書式がかなり増えているので要チェックです。
2 申立書のコピーが原則として相手方にも送付される(家事事件手続法256条)
この規定は家事事件手続法により新設されたものです。従来,申立書は原則として裁判所のみに提出していましたが,これからは原則として相手方に送付されることになるため注意が必要です。
これまでは,手続の初めの段階から調停委員にこちらの主張について理解を深めてもらえるよう,ご依頼者から伺った経緯や事件のポイントなどをかなり詳しく申立書に記載していました。
申立書が相手方に送付されるとなると,離婚事件の場合など,こちらの主張が相手方を刺激して話し合いを難しくしてしまう危険性もあるため,詳細な記載は控えた方がよいという場合もあります(新しい書式も最低限の内容のみを記載する簡素な形式になっています。)。
代理人としては,手続の初めの段階で調停委員に事件をしっかりと把握してもらう機会がなくなるのかと懸念したのですが,裁判官からの説明では主張は別途「主張書面」に記載して積極的に提出して欲しいとのことでした。
「主張書面」はこれまでの調停手続でも活用していましたが,これからは,申立段階から,詳しい主張については「主張書面」記載して提出すればよいことになります。
「主張書面」は離婚調停や一般調停では,希望した場合のみ相手方に交付されることになるため,相手方に直接見られたくない主張も記載することができます(ただし,閲覧謄写との関係では要注意です※1。また,婚姻費用・養育費・遺産分割などのいわゆる経済事件・合意に相当する審判の場合には,裁判官の判断によって相手方に交付される場合があるそうです。)。
3 双方当事者本人立ち会いのもとでの手続説明が行われる
調停は,基本的に申立人と相手方とが交互に入室して調停委員と協議する形で進められています。調停成立時や,進行の中で当事者を同席させた方がよい場合など,双方当事者が同席する場面もありますが,ほぼ顔を合わせずに調停委員を挟んで協議することになります。
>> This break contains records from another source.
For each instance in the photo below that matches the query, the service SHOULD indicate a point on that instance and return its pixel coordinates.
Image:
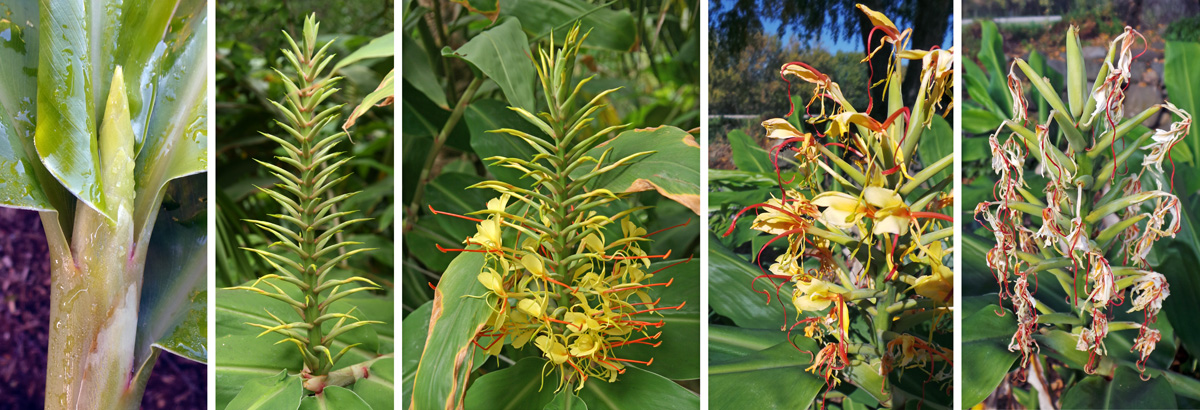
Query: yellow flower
(780, 217)
(940, 284)
(882, 205)
(585, 345)
(580, 321)
(492, 281)
(487, 235)
(552, 349)
(811, 295)
(630, 229)
(876, 18)
(839, 125)
(531, 307)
家事事件手続法の施行後もこのスタイルに変更はないのですが,東京家庭裁判所では新たに,毎回の調停の初めに当事者本人が同時に入室し,調停の手続やその日の進行についての説明を受ける手続が始まります(代理人がついている場合にも,本人の同席を求めるそうです。)。
この手続説明の場面,毎回当事者双方が顔を合わせることになるので,従来の手続とはかなり変わる印象です。
この手続の趣旨は,当事者双方に相手がいる話し合いであることを意識してもらうこと,裁判所が中立・公平な立場で調停を進めていることを理解してもらうこと,当事者どうしで情報を共有すること等にあるそうです。
配偶者のDVやモラルハラスメントが原因で離婚を求める場合など,調停の席でも相手と顔を合わせることが精神的に大きな負担となることがあります。このような場合には,事前に「進行に関する照会回答書」に事情を記載して,手続説明であっても同席は拒否する旨伝えておかなければなりません。
試行期間中は,同席に問題のない事案で実施されているとのことですが,代理人としては,ご依頼者の精神的な安定や安全の点から相手方と顔を合わせることを避けた方がよいケースでは,裁判所に積極的に事情を伝え適切な対応を求める必要があるな感じました。
この他にも,訴訟と同じように,提出資料に号証番号を付し,資料説明書(訴訟の証拠説明書と同じ書式でよいそうです。)をつけることが求められるようになる等,かなり訴訟に近い運用がなされることになるようです。
また,調停等の記録の閲覧謄写(家事事件手続法254条1項,6項)に関する規定・運用も大きく変わり,調停における資料提出段階で「非開示の希望に関する申出書」を添付しなければ,審判段階で,当事者の請求によりほとんどの提出書類について閲覧・謄写が許可されることになります(※1)。この点については,整理して投稿したいと思います。
今後ご依頼をいただく家事事件にあたっては,家事事件手続法の規定と新しい運用を押さえた上,しっかりと対応させていただきたいと思います。
改めて,仕事をしていく上で適切な情報更新・勉強を続けていく必要性を強く感じました。
これからも研修など,積極的に参加していこうと思います。